Le Grand collisionneur de hadrons (LHC) suisse peut être qualifié de machine à remonter le temps dans un sens : il nous permet d’examiner les conditions telles qu’elles étaient aux débuts de l’univers.
Mais l’accélérateur de particules de 27 km de long est-il une machine à voyager dans le temps du genre de la science-fiction?
En d’autres termes, peut-il créer des conditions qui permettent à la matière, au rayonnement ou à l’information de voyager dans le temps?
En 2009, Holger Nielsen et Masao Ninomiya (deux physiciens respectables) ont proposé que les influences » rétrocausales » du futur auraient pu être responsables de l’échec initial du LHC à fonctionner, la nature sabotant efficacement les efforts pour le rendre opérationnel.
Cela rappelle le « paradoxe du grand-père », et une réponse possible à cela, qui va quelque chose comme ceci: si vous voyagiez dans le passé pour tuer votre grand-père, empêchant ainsi votre propre existence, les événements interviendraient pour contrecarrer une telle tentative.
Nielsen et Ninomiya ont suggéré que le LHC était saboté du futur par l’horreur naturelle de grandes quantités de particules de boson de Higgs, l’idée étant que tout générateur de Higgs (tel que le LHC) serait en proie à une mauvaise fortune apparente.
Eh bien, le LHC est de nouveau opérationnel, pour la troisième fois en autant d’années, et les propositions concernant le voyage dans le temps se poursuivent.
Beaucoup d’entre elles sont parfaitement légitimes dans le contexte de la physique théorique.
La théorie de la relativité générale d’Einstein nous dit que la géométrie de l’espace-temps (comment elle se courbe, et donc comment les objets se déplacent) peut être déterminée en résolvant des équations.
Selon la façon dont vous abordez ce processus, vous pouvez obtenir n’importe quel nombre d’univers possibles avec différentes formes, dont certaines permettent des formes de voyage dans le temps (défini comme un voyage avec un temps de voyage net négatif).
Vous pouvez également le faire dans l’autre sens, et simplement choisir une « solution de machine à remonter le temps » (un trou de ver, par exemple) et essayer de comprendre quel genre de choses serait nécessaire pour le générer (bien qu’on ait généralement besoin d’un matériau exotique et physiquement irréaliste pour produire la bonne forme).
Une hypothèse récente, proposée par Thomas Weiler et Chui Man Ho de l’Université Vanderbilt, repose une fois de plus sur l’insaisissable particule de boson de Higgs, prédisant cette fois également que la production de Higgs produirait également une autre particule, appelée singulet de Higgs.

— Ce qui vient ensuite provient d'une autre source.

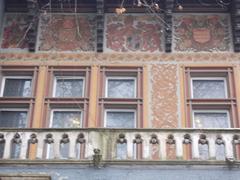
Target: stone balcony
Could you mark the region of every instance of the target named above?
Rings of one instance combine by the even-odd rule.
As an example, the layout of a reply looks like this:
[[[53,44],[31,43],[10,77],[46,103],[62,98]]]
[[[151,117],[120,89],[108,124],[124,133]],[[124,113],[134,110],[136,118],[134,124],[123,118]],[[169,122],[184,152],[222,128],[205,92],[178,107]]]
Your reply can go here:
[[[0,163],[231,163],[237,162],[240,129],[0,129],[0,143]],[[175,152],[171,160],[170,146]],[[190,159],[184,157],[186,149]]]

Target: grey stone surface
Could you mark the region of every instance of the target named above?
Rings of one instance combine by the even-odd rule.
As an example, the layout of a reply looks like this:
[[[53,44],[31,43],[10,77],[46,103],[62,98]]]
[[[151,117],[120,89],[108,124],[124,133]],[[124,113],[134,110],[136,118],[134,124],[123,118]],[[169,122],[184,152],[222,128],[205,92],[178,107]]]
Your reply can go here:
[[[1,174],[50,175],[52,180],[238,180],[240,168],[227,166],[1,165]]]

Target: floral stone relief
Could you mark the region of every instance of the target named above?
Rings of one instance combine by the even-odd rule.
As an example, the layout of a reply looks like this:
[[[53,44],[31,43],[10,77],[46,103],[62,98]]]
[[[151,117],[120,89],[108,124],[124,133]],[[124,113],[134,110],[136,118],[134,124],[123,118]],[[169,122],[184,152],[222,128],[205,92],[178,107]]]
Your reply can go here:
[[[1,48],[26,49],[26,31],[29,24],[26,14],[6,13],[1,34]]]
[[[106,16],[105,50],[110,52],[161,52],[162,23],[154,15]]]
[[[40,51],[95,51],[94,15],[41,15]]]
[[[174,51],[231,51],[230,20],[226,14],[175,15]]]

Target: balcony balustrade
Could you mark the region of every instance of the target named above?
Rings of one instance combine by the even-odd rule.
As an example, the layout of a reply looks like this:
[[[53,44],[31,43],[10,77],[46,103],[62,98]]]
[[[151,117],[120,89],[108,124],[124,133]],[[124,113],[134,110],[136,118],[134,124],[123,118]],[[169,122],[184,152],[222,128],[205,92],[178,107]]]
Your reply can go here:
[[[240,129],[0,129],[1,160],[148,160],[167,161],[169,146],[176,160],[236,159]],[[155,154],[155,155],[153,155]],[[157,154],[157,155],[156,155]]]

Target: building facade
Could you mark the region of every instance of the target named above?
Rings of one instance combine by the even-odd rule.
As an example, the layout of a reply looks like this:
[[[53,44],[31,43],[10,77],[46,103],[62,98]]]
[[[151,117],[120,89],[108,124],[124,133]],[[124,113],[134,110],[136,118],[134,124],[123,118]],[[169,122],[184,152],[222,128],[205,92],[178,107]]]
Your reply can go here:
[[[239,10],[0,0],[0,178],[238,179]]]

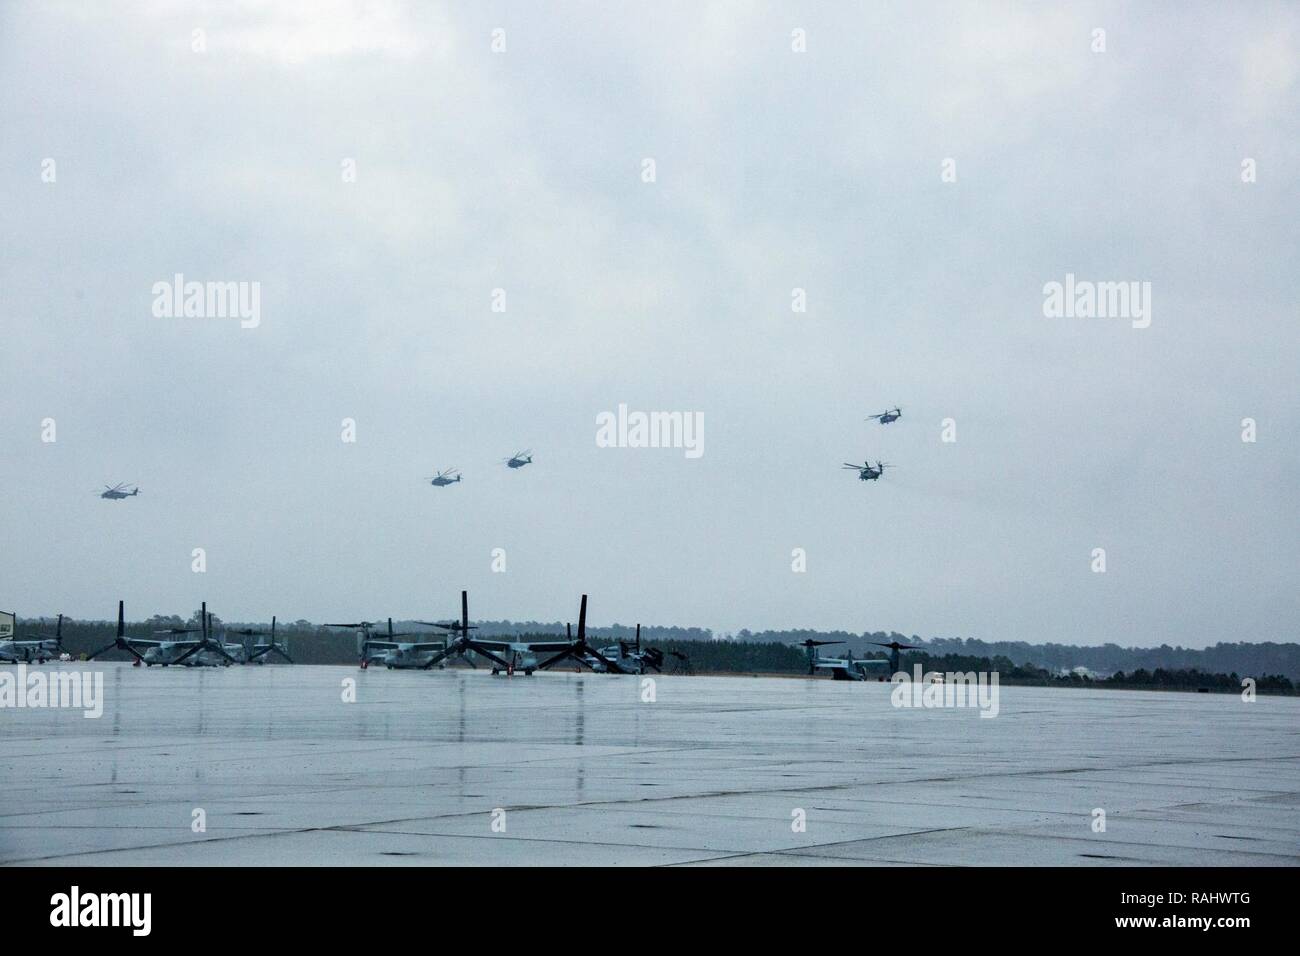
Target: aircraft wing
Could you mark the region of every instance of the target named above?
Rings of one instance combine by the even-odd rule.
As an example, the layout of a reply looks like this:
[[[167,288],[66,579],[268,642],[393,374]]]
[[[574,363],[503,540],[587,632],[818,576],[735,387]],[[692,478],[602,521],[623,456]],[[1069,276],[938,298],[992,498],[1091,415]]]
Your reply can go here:
[[[534,641],[526,646],[534,653],[558,654],[560,651],[567,651],[573,644],[569,641]]]
[[[408,651],[440,651],[446,646],[445,641],[425,641],[420,644],[405,641],[366,641],[366,647],[372,651],[395,651],[402,648]]]
[[[514,646],[509,641],[484,641],[477,637],[471,638],[471,641],[476,647],[485,647],[489,651],[508,651]]]
[[[531,651],[533,653],[559,653],[568,650],[573,646],[570,641],[481,641],[474,639],[474,643],[479,647],[485,647],[490,651]]]
[[[132,647],[162,647],[164,644],[170,644],[172,647],[192,647],[198,644],[198,641],[149,641],[137,637],[128,637],[126,642]]]
[[[826,670],[841,670],[841,671],[842,671],[842,670],[844,670],[845,668],[847,668],[849,665],[848,665],[848,662],[847,662],[847,661],[837,661],[837,660],[835,660],[835,659],[832,658],[832,659],[830,659],[830,660],[816,661],[816,662],[814,663],[813,666],[815,666],[815,667],[823,667],[823,668],[825,668]]]

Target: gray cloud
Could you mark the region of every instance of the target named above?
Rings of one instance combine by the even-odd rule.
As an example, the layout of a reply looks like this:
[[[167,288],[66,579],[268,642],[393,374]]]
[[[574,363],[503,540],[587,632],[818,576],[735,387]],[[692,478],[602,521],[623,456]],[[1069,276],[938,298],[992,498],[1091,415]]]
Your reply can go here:
[[[0,8],[0,602],[1295,639],[1296,8],[710,10]],[[597,448],[620,402],[705,455]]]

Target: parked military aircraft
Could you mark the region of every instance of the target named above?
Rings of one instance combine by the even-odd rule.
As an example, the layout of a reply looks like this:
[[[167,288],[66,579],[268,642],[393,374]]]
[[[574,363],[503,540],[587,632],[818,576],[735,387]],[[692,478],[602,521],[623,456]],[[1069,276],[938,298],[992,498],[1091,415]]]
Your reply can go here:
[[[266,663],[265,659],[269,657],[271,654],[278,654],[280,657],[283,657],[287,663],[289,664],[293,663],[293,658],[289,656],[289,645],[281,644],[279,641],[275,639],[275,615],[274,614],[271,615],[270,631],[255,631],[252,628],[243,628],[242,630],[238,630],[238,631],[226,632],[227,637],[229,637],[231,634],[244,638],[244,642],[241,646],[243,647],[244,650],[245,664],[265,664]],[[250,637],[269,637],[271,638],[271,641],[270,643],[258,642],[250,645],[248,643],[248,638]],[[229,647],[229,645],[227,645],[227,647]]]
[[[871,421],[872,419],[875,419],[876,421],[880,422],[880,424],[882,425],[888,425],[890,422],[896,422],[902,417],[903,417],[903,410],[901,408],[895,408],[892,410],[887,408],[879,415],[868,415],[867,421]]]
[[[202,617],[199,620],[198,627],[160,627],[154,630],[155,634],[166,634],[173,640],[157,644],[134,638],[128,638],[127,640],[133,645],[145,648],[142,659],[149,667],[154,664],[161,667],[170,667],[172,664],[185,667],[216,667],[217,662],[213,659],[214,655],[209,653],[207,642],[208,626],[211,623],[208,619],[207,608],[204,607],[200,613]],[[197,638],[182,639],[182,634],[198,634],[199,636]]]
[[[493,674],[513,674],[516,670],[521,670],[525,675],[531,676],[540,666],[539,654],[554,653],[570,646],[568,642],[563,641],[499,641],[471,637],[469,632],[477,630],[478,625],[469,622],[468,591],[460,592],[459,621],[445,623],[416,621],[415,623],[426,627],[440,627],[455,635],[447,641],[445,647],[434,651],[427,661],[419,665],[425,670],[443,666],[443,661],[453,654],[461,657],[471,667],[475,667],[477,665],[474,663],[474,655],[478,654],[492,662]]]
[[[262,660],[262,658],[272,650],[276,651],[290,664],[293,663],[293,659],[289,657],[284,645],[275,643],[274,616],[271,618],[271,630],[269,632],[257,631],[251,627],[245,627],[239,630],[223,628],[220,639],[215,637],[216,628],[213,626],[213,616],[210,612],[205,612],[205,620],[207,622],[207,629],[204,633],[207,635],[209,646],[200,650],[196,655],[194,655],[194,657],[186,661],[185,663],[187,666],[219,667],[224,665],[228,667],[231,664],[265,664],[266,661]],[[271,636],[270,644],[249,644],[248,639],[250,637],[257,637],[266,634],[270,634]],[[232,636],[239,638],[239,640],[230,640],[229,638]],[[223,651],[225,651],[224,655],[216,653],[215,647],[218,645]]]
[[[105,485],[103,491],[95,492],[95,494],[99,495],[99,497],[107,498],[110,501],[117,501],[119,498],[134,498],[139,493],[140,493],[139,487],[132,488],[130,491],[127,491],[125,481],[119,482],[118,484],[113,485],[111,488],[108,485]]]
[[[475,644],[490,650],[500,660],[506,662],[503,668],[500,660],[494,661],[493,674],[507,676],[523,671],[525,677],[531,677],[542,663],[542,659],[556,654],[570,646],[569,641],[485,641],[477,640]]]
[[[372,659],[379,655],[370,652],[370,632],[378,627],[374,621],[357,621],[353,624],[322,624],[321,627],[342,627],[349,631],[357,632],[357,657],[360,659],[361,667],[369,667]]]
[[[117,602],[117,636],[113,639],[112,644],[107,644],[96,651],[86,655],[86,660],[94,660],[100,654],[111,650],[126,651],[135,658],[136,666],[144,664],[153,667],[155,664],[160,667],[170,667],[172,664],[188,664],[189,666],[214,666],[224,662],[234,664],[237,661],[226,653],[225,646],[213,640],[208,634],[208,609],[207,603],[203,605],[200,614],[199,627],[168,627],[154,631],[155,634],[200,634],[197,639],[185,640],[147,640],[138,637],[126,636],[126,622],[124,602]],[[142,653],[143,651],[143,653]],[[196,655],[203,653],[204,656],[195,660]],[[191,663],[191,661],[193,663]]]
[[[383,664],[389,670],[394,668],[422,668],[428,663],[438,651],[445,650],[447,647],[446,638],[436,641],[398,641],[399,637],[415,637],[417,635],[405,631],[393,631],[393,619],[388,619],[388,635],[386,640],[372,641],[367,636],[366,650],[363,651],[362,666],[370,664]],[[433,635],[430,635],[433,636]]]
[[[690,666],[689,659],[681,651],[670,650],[665,655],[665,652],[657,647],[642,647],[640,624],[636,626],[635,640],[619,641],[617,644],[603,647],[601,654],[606,659],[616,661],[625,674],[644,674],[646,668],[663,673],[665,656],[677,660],[678,670],[688,670]],[[586,664],[597,673],[605,671],[605,665],[599,658],[588,656]]]
[[[213,615],[206,606],[203,610],[205,645],[192,658],[185,662],[187,667],[229,667],[231,664],[248,663],[248,643],[246,641],[229,641],[230,631],[223,628],[221,637],[216,637]]]
[[[602,674],[632,673],[632,671],[625,668],[622,663],[611,657],[607,657],[603,651],[598,650],[587,643],[587,595],[585,594],[582,596],[582,604],[578,609],[577,640],[565,645],[563,650],[559,651],[553,657],[549,657],[539,663],[537,669],[546,670],[566,658],[574,660],[585,667],[591,667],[593,670],[596,667],[599,667],[599,673]]]
[[[510,468],[522,468],[524,465],[533,463],[533,450],[531,448],[524,451],[517,451],[509,458],[502,459]]]
[[[805,641],[800,641],[799,644],[796,646],[802,647],[804,650],[804,654],[807,655],[808,673],[809,675],[811,675],[816,672],[815,667],[817,662],[817,648],[827,647],[828,645],[831,644],[843,644],[843,643],[844,643],[843,641],[814,641],[810,637]]]
[[[198,630],[198,629],[197,628],[170,628],[167,631],[162,633],[190,633],[194,630]],[[86,660],[93,661],[100,654],[104,654],[112,650],[119,650],[119,651],[126,651],[128,654],[134,657],[135,666],[137,667],[140,666],[141,664],[146,664],[146,663],[150,667],[152,667],[154,664],[161,664],[162,666],[166,667],[170,664],[179,663],[180,658],[182,658],[182,656],[188,659],[188,657],[194,651],[198,650],[202,646],[203,646],[202,641],[192,641],[192,640],[155,641],[155,640],[146,640],[146,639],[141,639],[136,637],[127,637],[126,620],[125,620],[125,602],[118,601],[117,602],[117,636],[113,639],[113,643],[106,644],[103,647],[99,648],[98,650],[91,651],[89,654],[87,654]],[[141,649],[143,649],[144,651],[143,654],[141,653]]]
[[[835,680],[866,680],[868,675],[873,673],[873,668],[883,668],[889,663],[886,660],[870,657],[854,660],[852,651],[844,657],[822,657],[817,651],[819,647],[843,643],[843,641],[814,641],[812,638],[800,641],[798,646],[808,654],[808,673],[816,674],[817,671],[824,670],[830,671],[831,677]],[[885,675],[880,672],[878,676],[883,679]]]
[[[104,647],[101,647],[99,650],[87,654],[86,660],[93,661],[96,657],[98,657],[100,654],[105,653],[106,651],[119,650],[119,651],[126,651],[128,654],[134,657],[135,663],[137,665],[143,663],[144,658],[140,656],[140,652],[137,651],[134,647],[132,647],[130,642],[127,641],[126,639],[126,621],[123,616],[124,606],[125,606],[125,602],[123,601],[117,602],[117,637],[113,639],[113,643],[105,645]],[[155,641],[155,642],[148,642],[148,643],[157,643],[157,642]]]
[[[203,650],[204,642],[202,638],[181,638],[182,634],[202,634],[204,627],[162,627],[154,631],[155,634],[166,634],[171,640],[139,640],[134,637],[127,638],[127,643],[133,647],[144,648],[144,653],[140,655],[140,662],[152,667],[159,664],[163,667],[169,667],[172,664],[180,664],[181,656],[184,655],[185,662],[192,665],[201,664],[202,658],[196,657]],[[94,655],[91,655],[92,657]]]
[[[846,657],[816,657],[813,665],[817,670],[830,671],[835,680],[867,680],[870,677],[884,680],[893,673],[887,670],[889,661],[884,658],[864,657],[854,660],[852,651]]]
[[[891,674],[897,674],[899,671],[899,655],[898,655],[899,651],[912,651],[912,650],[920,649],[919,646],[916,644],[900,644],[898,643],[898,641],[890,641],[888,644],[883,644],[880,641],[872,641],[871,643],[875,644],[877,647],[889,648],[890,650],[889,673]]]
[[[213,636],[212,615],[208,613],[208,602],[199,608],[198,627],[167,627],[154,631],[155,634],[198,634],[197,640],[169,641],[146,650],[144,663],[152,667],[160,664],[167,667],[181,664],[185,667],[229,667],[231,664],[243,664],[247,654],[243,644],[227,644]],[[130,643],[143,645],[145,641],[130,640]]]
[[[5,613],[0,615],[8,619],[9,627],[6,628],[8,633],[13,633],[12,624],[13,616]],[[19,639],[17,637],[0,640],[0,661],[8,661],[12,664],[30,664],[35,661],[37,664],[44,664],[46,661],[58,660],[59,655],[63,653],[63,615],[59,615],[58,621],[54,625],[53,637],[37,637],[31,639]]]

De plus, ils soutiennent que leur proposition implique une matière physiquement réaliste, échappe à tous les paradoxes habituels et est testable.
La proposition de Weiler et Man Ho utilise des idées de la théorie M, en particulier l’idée que notre univers est une tranche à quatre dimensions dans un monde à 11 dimensions beaucoup plus grand.
Selon ce point de vue, l’étoffe de notre univers est à jamais contrainte à cette tranche, incapable de voyager dans les autres dimensions, à quelques exceptions près.
La gravité est une exception ; et les singulets de Higgs en sont une autre, car ils n’interagissent que par gravité.
Weiler et Man Ho invoquent une cinquième dimension (recroquevillée en cercle) comme un raccourci le long duquel les singlets de Higgs peuvent voyager en arrière dans le temps, apparaissant avant les événements qui les ont créés.
Ils soutiennent également que puisque les objets ordinaires, tels que les humains, ne peuvent pas être transportés dans le temps de cette manière, les situations de paradoxe de grand-père sont éliminées.
Cela démontre-t-il que les machines à voyager dans le temps pourraient enfin être à notre portée ? Eh bien, pas tout à fait.
Bien que seuls les singulets de Higgs (et la gravité) puissent voyager dans la cinquième dimension, Weiler et Man Ho affirment ce qui suit: si la production de singulets de Higgs peut être contrôlée, ces particules pourraient être en mesure de transmettre des messages dans le passé ou le futur.
Mais voici une pensée. Les criminels derrière les barreaux peuvent être très efficaces dans la gestion de leurs affaires extérieures en transmettant simplement des informations par les bons canaux.
Si l’on peut utiliser des singlets voyageant dans le temps pour transmettre des informations, alors on pourrait (en principe) utiliser ce mécanisme pour envoyer une instruction « tuez mon grand-père » à un assassin dans le passé.
Et alors où cela nous laisse-t-il? Et le LHC ? Seul le temps le dira.